S’il n’y a pas de grandes révélations dans le dossier Que choisir, des allusions lui donnent une autre dimension. « Les fraudes dévoilées ces dernières années sont-elles l’arbre qui cache une forêt de trafics ? » posent les journalistes Arnaud de Blauwe et Pascale Barlet, qui s’appuient sur des échanges avec l’ancienne présidente de la quatrième chambre correctionnelle du tribunal judiciaire de Bordeaux, Caroline Baret, qui est désormais retraitée et estime, sans doute d’après l’ampleur des dossiers qu’elle a vu passer, qu'« à [son] avis, environ 40 % du vin de Bordeaux est mélangé ». Autre sous-entendu sans fondement, celui de conflits d’intérêts dans la filière vins. Dans une pirouette, les journalistes rapportent qu’« après plusieurs mois d’enquête, nous avons le sentiment d’avoir seulement effleuré le sujet. Il mériterait que l’on noue d’autres contacts, que l’on approfondisse les recherches… Et que l’on vérifie, aussi, ces affirmations selon lesquelles certaines personnes haut placées se trouveraient en plein conflit d’intérêts. »

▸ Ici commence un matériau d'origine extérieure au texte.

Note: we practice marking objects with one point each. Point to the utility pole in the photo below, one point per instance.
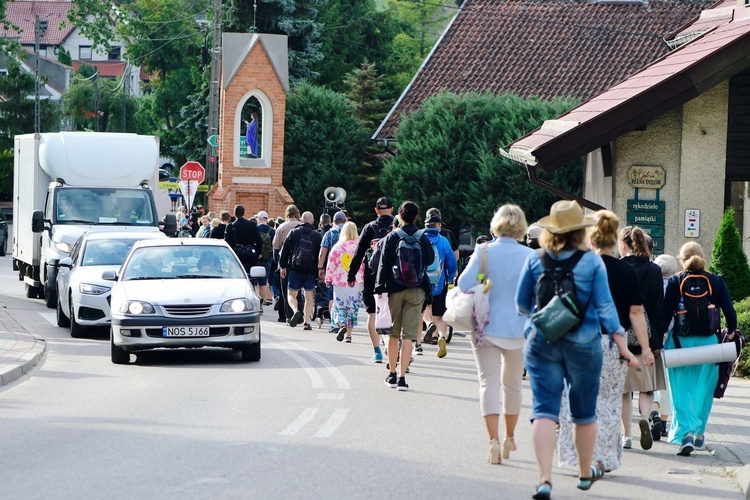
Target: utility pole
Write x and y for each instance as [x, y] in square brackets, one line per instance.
[214, 95]
[40, 27]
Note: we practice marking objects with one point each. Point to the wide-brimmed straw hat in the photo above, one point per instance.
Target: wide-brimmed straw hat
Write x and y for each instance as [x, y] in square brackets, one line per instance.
[565, 216]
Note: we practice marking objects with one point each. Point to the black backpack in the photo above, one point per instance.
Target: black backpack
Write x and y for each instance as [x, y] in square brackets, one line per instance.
[557, 279]
[304, 258]
[702, 316]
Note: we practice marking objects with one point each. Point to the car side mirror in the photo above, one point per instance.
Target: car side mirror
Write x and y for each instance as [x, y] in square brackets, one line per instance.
[109, 275]
[257, 272]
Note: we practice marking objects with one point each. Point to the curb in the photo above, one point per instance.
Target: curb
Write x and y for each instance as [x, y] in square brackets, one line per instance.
[24, 363]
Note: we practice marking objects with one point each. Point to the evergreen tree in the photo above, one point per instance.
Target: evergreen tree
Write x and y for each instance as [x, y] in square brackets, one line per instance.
[728, 259]
[323, 146]
[448, 158]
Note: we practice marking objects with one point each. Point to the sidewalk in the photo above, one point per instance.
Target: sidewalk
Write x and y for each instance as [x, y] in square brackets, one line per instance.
[19, 351]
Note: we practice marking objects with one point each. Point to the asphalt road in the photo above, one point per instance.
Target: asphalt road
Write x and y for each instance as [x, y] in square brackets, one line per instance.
[312, 419]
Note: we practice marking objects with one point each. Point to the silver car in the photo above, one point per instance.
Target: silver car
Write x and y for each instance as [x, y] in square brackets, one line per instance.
[83, 298]
[184, 293]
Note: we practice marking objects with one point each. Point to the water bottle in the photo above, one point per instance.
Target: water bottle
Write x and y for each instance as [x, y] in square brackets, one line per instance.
[680, 320]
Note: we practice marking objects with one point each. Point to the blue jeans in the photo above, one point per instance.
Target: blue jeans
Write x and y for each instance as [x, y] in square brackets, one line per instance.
[298, 280]
[563, 365]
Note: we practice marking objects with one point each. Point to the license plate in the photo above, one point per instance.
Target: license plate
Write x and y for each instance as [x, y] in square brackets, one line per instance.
[185, 331]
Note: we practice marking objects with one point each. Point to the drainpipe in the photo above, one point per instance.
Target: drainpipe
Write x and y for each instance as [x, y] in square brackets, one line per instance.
[559, 192]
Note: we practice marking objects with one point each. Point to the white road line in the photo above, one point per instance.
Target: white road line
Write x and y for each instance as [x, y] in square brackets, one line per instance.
[315, 379]
[293, 428]
[330, 395]
[333, 423]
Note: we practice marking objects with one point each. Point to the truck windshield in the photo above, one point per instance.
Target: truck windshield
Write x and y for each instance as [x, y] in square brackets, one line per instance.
[116, 206]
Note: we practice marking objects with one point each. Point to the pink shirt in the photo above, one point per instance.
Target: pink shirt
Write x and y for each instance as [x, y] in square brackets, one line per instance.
[339, 259]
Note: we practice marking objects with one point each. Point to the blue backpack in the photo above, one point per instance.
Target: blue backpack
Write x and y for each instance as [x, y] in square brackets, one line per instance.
[408, 270]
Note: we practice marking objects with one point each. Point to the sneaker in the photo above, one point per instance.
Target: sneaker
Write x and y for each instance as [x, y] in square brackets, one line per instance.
[657, 425]
[687, 446]
[700, 443]
[442, 350]
[647, 441]
[431, 327]
[296, 319]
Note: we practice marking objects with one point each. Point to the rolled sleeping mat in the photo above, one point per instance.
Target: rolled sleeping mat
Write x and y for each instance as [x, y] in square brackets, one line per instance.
[716, 353]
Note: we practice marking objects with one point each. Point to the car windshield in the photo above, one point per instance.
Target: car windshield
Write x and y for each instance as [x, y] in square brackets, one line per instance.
[106, 252]
[129, 207]
[184, 262]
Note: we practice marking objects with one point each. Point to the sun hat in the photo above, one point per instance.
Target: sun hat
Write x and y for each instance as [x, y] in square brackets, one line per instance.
[565, 216]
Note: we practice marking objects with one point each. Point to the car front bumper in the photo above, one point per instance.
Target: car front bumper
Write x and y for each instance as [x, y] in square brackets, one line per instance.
[134, 333]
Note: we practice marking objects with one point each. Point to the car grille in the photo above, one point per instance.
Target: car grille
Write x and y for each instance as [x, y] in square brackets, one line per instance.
[221, 331]
[187, 310]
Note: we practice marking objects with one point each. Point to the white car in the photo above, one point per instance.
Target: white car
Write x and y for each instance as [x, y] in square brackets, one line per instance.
[83, 300]
[184, 292]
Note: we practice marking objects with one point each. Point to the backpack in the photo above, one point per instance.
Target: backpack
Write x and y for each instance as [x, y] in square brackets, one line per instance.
[303, 257]
[265, 252]
[702, 316]
[435, 270]
[408, 269]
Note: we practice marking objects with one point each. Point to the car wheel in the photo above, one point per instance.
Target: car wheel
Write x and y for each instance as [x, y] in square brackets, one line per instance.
[62, 320]
[32, 292]
[251, 352]
[76, 330]
[119, 355]
[50, 295]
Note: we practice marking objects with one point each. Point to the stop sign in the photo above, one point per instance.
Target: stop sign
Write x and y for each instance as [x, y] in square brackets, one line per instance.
[192, 171]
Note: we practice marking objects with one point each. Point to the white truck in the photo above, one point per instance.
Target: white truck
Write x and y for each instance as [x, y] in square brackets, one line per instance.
[66, 183]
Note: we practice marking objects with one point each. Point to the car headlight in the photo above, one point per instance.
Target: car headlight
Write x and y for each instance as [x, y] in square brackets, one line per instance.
[89, 289]
[63, 247]
[137, 307]
[236, 305]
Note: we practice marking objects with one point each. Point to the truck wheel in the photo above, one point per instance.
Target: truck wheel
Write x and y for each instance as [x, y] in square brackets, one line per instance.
[32, 292]
[62, 320]
[119, 355]
[76, 330]
[50, 295]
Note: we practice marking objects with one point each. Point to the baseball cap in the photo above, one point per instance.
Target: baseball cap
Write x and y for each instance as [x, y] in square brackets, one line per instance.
[383, 202]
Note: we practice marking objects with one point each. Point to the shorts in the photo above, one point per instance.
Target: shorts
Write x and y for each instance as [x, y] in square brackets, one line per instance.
[563, 365]
[368, 295]
[298, 280]
[406, 313]
[438, 302]
[264, 280]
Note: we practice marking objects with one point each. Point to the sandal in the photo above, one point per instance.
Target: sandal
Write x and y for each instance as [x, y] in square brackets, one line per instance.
[543, 491]
[597, 472]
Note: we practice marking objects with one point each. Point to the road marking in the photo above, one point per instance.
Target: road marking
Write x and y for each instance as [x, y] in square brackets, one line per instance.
[333, 423]
[330, 395]
[293, 428]
[315, 379]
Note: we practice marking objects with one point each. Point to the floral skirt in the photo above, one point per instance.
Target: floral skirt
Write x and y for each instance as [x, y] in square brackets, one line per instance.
[346, 304]
[608, 415]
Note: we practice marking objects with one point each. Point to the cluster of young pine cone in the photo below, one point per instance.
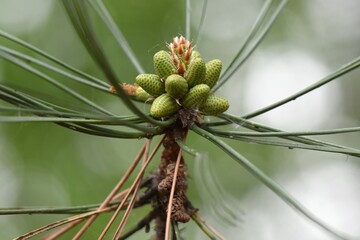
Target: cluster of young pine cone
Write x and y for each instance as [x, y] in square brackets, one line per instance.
[182, 80]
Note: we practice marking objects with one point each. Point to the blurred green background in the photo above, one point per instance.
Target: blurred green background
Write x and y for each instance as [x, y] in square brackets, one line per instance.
[42, 164]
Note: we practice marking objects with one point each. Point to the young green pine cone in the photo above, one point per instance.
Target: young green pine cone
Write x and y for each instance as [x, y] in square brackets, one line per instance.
[213, 70]
[195, 74]
[214, 105]
[196, 96]
[163, 64]
[141, 94]
[151, 83]
[164, 106]
[195, 54]
[176, 86]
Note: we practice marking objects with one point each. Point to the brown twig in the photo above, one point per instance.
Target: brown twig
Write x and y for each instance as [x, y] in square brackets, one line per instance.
[112, 193]
[132, 201]
[131, 189]
[169, 209]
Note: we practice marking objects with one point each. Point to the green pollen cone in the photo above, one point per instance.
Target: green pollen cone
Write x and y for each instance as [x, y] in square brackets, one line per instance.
[195, 74]
[213, 70]
[163, 64]
[141, 94]
[196, 96]
[176, 86]
[151, 83]
[164, 106]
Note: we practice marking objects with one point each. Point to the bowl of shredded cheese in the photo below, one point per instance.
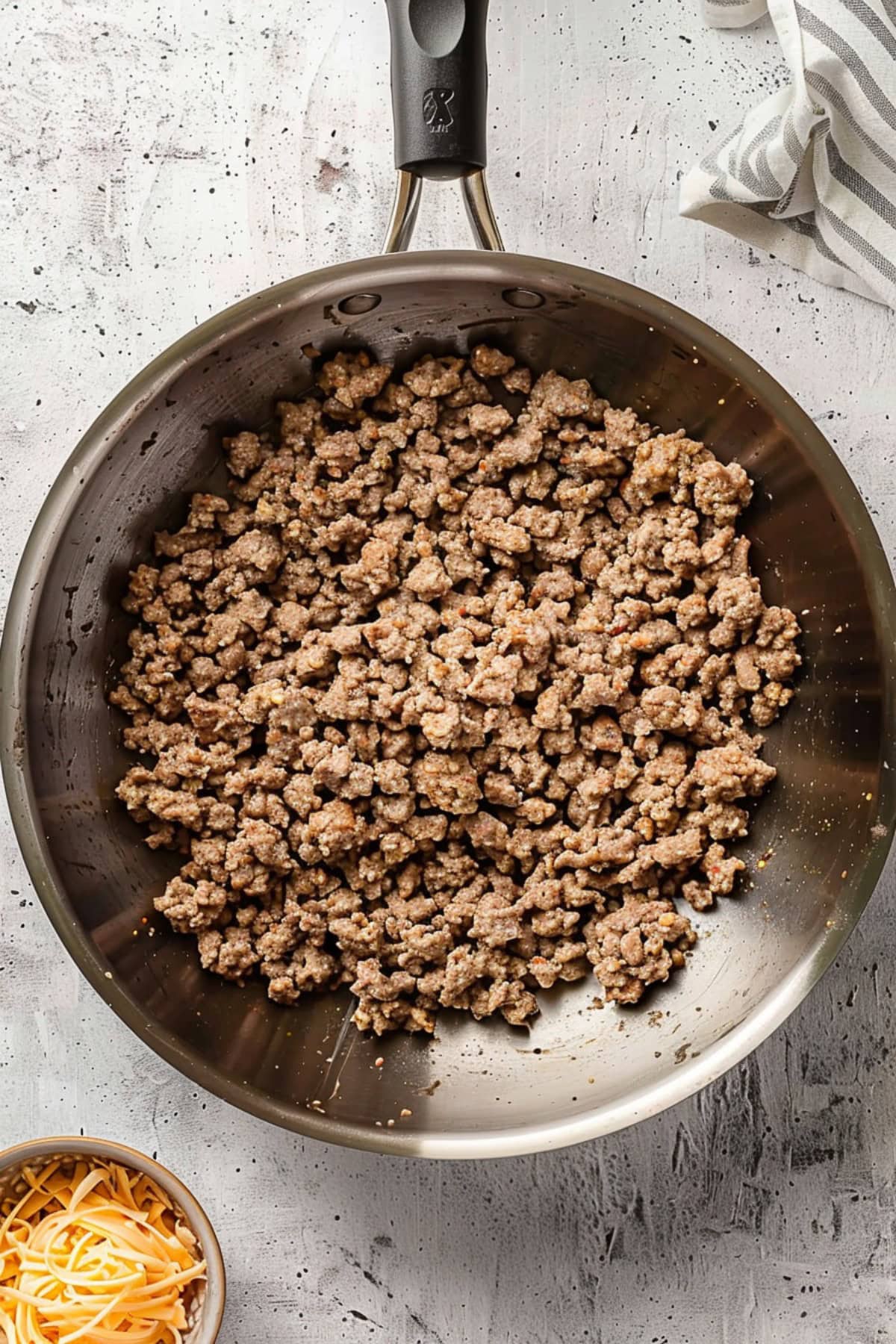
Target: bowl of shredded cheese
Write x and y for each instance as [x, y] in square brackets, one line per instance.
[100, 1243]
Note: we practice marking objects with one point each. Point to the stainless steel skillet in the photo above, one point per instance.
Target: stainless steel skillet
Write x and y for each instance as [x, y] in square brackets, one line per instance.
[479, 1090]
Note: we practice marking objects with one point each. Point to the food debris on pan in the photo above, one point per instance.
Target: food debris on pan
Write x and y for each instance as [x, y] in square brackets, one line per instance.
[448, 702]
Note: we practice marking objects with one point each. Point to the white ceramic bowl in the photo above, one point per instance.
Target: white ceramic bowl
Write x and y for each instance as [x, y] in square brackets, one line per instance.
[208, 1303]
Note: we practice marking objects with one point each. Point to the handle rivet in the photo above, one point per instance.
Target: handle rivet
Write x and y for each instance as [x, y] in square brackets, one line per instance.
[356, 304]
[523, 297]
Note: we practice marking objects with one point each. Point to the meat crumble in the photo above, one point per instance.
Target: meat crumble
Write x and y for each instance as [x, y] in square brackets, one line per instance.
[455, 694]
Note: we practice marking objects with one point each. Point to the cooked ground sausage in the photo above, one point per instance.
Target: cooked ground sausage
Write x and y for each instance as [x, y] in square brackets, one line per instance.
[447, 702]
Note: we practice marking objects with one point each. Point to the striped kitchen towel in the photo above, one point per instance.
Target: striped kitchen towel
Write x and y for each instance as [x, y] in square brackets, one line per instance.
[810, 174]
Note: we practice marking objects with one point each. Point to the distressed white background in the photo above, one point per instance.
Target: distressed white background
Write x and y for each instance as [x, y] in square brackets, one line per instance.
[160, 161]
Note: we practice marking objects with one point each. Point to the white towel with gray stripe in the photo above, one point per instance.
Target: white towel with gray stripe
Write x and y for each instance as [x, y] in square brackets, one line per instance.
[810, 174]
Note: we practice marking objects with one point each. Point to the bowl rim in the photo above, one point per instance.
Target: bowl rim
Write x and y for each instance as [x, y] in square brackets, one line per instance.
[75, 1145]
[326, 285]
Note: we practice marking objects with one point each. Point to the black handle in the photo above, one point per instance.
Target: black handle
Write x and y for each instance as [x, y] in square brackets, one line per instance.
[440, 85]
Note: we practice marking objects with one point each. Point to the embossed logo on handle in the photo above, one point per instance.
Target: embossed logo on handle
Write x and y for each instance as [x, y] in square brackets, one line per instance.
[437, 109]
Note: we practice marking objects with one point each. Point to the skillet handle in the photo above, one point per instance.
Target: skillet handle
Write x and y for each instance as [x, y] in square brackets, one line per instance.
[440, 85]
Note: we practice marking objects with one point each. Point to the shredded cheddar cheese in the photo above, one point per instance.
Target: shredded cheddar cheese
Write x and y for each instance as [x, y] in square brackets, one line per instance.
[94, 1253]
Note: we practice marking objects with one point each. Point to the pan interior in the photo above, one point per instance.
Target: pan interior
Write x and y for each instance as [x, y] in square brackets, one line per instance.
[822, 827]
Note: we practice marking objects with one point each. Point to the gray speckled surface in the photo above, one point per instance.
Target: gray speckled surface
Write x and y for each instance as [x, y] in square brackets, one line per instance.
[161, 161]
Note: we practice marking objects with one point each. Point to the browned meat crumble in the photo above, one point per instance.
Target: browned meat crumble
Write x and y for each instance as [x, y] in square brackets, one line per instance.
[448, 702]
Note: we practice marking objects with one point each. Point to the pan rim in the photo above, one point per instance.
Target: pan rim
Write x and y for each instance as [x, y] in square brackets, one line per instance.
[15, 647]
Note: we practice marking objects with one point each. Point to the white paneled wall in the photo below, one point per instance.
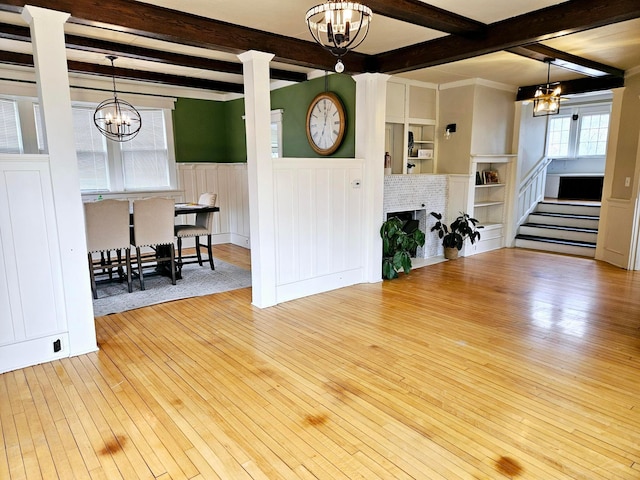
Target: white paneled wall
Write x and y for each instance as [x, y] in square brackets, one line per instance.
[318, 225]
[32, 311]
[229, 181]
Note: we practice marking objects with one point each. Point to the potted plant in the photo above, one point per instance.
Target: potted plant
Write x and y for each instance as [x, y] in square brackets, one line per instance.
[453, 237]
[397, 245]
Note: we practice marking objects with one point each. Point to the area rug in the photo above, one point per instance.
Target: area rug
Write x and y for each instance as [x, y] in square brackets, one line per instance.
[196, 281]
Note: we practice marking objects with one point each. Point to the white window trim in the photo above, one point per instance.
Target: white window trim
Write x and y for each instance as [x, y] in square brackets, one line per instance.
[574, 129]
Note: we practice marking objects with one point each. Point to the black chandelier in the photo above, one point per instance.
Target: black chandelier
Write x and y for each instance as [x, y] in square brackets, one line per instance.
[546, 100]
[116, 119]
[339, 27]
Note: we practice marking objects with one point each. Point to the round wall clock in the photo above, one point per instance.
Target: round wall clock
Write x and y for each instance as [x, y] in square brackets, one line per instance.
[325, 123]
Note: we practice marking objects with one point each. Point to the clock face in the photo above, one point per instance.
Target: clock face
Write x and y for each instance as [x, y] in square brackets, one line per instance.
[325, 123]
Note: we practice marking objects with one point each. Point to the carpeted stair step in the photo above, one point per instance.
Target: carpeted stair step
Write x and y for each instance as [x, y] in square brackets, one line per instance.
[571, 247]
[559, 232]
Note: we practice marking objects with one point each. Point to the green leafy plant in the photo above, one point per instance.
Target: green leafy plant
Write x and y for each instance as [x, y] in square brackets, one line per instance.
[397, 246]
[460, 229]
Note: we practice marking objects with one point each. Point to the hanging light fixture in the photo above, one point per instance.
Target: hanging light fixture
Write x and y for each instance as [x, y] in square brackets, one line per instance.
[339, 27]
[116, 119]
[546, 100]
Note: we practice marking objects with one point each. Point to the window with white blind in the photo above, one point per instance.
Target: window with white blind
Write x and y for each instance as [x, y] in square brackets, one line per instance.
[10, 139]
[583, 132]
[142, 163]
[91, 148]
[145, 157]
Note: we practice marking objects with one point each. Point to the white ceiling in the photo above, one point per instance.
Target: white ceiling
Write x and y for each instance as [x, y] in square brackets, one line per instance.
[615, 45]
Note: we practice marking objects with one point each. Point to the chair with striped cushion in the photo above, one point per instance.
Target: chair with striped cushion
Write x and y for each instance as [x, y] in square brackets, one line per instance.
[153, 227]
[202, 227]
[107, 230]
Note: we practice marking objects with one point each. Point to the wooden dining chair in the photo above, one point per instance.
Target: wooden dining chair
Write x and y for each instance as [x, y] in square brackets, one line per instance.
[202, 227]
[107, 230]
[153, 220]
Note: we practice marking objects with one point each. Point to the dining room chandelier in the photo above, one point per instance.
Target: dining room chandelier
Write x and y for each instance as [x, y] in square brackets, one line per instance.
[116, 119]
[339, 27]
[546, 99]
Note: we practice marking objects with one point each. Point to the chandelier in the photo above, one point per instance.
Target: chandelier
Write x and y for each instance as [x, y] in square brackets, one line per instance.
[339, 27]
[116, 119]
[546, 100]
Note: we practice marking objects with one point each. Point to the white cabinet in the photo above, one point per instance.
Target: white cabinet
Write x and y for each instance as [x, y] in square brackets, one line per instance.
[490, 196]
[411, 126]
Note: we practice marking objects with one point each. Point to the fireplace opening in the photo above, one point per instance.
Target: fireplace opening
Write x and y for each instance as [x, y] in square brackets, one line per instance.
[411, 223]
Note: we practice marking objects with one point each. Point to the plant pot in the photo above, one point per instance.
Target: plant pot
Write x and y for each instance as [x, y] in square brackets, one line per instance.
[451, 253]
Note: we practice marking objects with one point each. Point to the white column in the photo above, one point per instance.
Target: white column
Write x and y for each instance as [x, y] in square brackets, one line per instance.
[47, 38]
[371, 102]
[257, 106]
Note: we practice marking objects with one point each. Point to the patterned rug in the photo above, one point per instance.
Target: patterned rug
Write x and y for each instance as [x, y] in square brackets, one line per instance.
[196, 281]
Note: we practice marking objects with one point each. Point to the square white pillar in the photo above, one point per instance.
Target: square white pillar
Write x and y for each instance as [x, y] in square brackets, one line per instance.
[257, 105]
[47, 38]
[371, 104]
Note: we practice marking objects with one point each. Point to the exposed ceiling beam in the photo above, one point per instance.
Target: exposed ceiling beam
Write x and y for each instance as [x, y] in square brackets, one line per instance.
[420, 13]
[26, 60]
[160, 23]
[16, 32]
[555, 21]
[572, 87]
[567, 61]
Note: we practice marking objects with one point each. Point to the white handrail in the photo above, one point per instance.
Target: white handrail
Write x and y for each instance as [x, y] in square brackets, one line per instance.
[531, 190]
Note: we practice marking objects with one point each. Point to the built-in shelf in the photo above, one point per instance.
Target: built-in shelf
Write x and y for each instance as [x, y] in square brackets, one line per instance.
[411, 126]
[489, 198]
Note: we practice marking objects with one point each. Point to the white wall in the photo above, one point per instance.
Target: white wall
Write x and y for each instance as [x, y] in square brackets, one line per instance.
[318, 225]
[32, 304]
[229, 181]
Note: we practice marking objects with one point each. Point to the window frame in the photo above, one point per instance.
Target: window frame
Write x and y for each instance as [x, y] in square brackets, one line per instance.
[575, 129]
[115, 156]
[18, 124]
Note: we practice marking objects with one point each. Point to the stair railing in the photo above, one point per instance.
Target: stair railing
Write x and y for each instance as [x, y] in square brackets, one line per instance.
[531, 190]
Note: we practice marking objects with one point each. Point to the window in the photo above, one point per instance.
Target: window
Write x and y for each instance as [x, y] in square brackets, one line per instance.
[145, 157]
[582, 133]
[593, 135]
[142, 163]
[92, 152]
[558, 143]
[10, 139]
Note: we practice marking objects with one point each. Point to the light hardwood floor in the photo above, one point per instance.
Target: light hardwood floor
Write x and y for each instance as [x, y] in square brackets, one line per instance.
[509, 364]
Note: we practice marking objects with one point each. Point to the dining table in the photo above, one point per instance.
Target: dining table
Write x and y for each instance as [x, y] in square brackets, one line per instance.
[164, 267]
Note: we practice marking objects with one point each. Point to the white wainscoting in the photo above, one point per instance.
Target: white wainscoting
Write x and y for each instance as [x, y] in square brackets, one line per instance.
[229, 181]
[32, 309]
[318, 225]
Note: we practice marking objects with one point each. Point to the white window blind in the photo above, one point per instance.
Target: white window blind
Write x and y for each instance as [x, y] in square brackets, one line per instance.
[594, 130]
[91, 149]
[145, 157]
[558, 144]
[10, 140]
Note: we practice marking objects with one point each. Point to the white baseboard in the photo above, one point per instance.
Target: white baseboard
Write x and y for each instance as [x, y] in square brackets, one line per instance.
[33, 352]
[291, 291]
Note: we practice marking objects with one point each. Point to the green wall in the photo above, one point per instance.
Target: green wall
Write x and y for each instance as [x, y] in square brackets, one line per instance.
[198, 129]
[210, 131]
[295, 100]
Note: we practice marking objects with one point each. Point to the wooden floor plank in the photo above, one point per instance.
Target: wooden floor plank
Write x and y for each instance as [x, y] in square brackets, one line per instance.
[508, 364]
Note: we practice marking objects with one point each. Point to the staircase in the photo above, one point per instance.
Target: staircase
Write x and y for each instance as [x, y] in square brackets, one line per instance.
[570, 228]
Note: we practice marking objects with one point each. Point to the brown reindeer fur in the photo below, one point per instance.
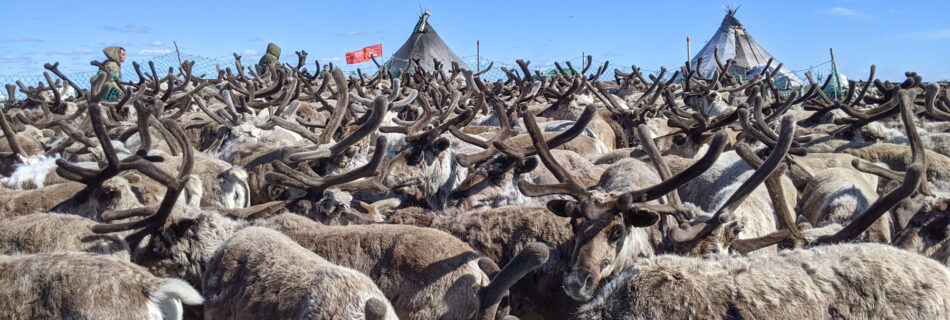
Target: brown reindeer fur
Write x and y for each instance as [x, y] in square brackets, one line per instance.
[260, 273]
[500, 233]
[849, 281]
[86, 286]
[21, 202]
[53, 232]
[426, 273]
[838, 195]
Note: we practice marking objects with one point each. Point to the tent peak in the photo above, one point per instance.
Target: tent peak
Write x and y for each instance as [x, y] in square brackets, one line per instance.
[731, 10]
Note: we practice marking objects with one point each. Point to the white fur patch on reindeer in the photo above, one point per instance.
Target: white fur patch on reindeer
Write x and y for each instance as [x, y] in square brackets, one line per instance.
[31, 172]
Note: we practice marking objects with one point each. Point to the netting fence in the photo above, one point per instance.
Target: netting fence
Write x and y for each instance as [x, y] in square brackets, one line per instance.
[208, 68]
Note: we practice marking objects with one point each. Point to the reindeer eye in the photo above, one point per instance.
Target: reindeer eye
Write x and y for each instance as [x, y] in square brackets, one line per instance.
[616, 234]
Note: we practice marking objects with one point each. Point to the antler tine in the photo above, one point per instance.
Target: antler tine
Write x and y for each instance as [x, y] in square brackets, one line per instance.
[314, 185]
[394, 93]
[467, 160]
[555, 142]
[760, 175]
[913, 177]
[874, 169]
[784, 214]
[341, 104]
[918, 153]
[407, 100]
[930, 94]
[647, 140]
[7, 129]
[568, 185]
[453, 104]
[360, 100]
[651, 193]
[778, 154]
[380, 107]
[55, 69]
[158, 220]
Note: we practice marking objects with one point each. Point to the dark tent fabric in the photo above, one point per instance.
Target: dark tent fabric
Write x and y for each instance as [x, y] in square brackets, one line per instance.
[734, 42]
[424, 44]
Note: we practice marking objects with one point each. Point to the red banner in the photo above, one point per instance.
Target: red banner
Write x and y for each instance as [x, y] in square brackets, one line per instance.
[364, 54]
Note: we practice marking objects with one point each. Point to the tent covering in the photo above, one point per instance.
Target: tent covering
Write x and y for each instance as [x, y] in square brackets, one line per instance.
[734, 42]
[424, 44]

Déconstruisant l’image d’Épinal de la filière vin, le dossier conclut que « cette opacité du secteur reste ignorée du consommateur. Dans les rayons, le prix n’étant pas un indicateur de qualité fiable, le client ne se fie qu’à l’étiquette collée sur la bouteille pour faire son choix. Or, tout comme l’habit ne fait pas le moine, l’étiquette ne fait pas le vin. » L’UFC Que Choisir souhaite une bonne foire aux vins d’automne à tous les producteurs de Bordeaux.
* : Autre approximation, le millésime 2022 aurait subi de « fortes pluies abattues sur les exploitations pendant l’été, favorisant des maladies comme le mildiou ». Alors que l’été aura été particulièrement sec, réduisant à portion congrue la pression sanitaire, mais accentuant le stress hydrique du printemps (avec des pertes de rendements pouvant être conséquentes à Bordeaux, dans le Midi, en Vallée du Rhône...).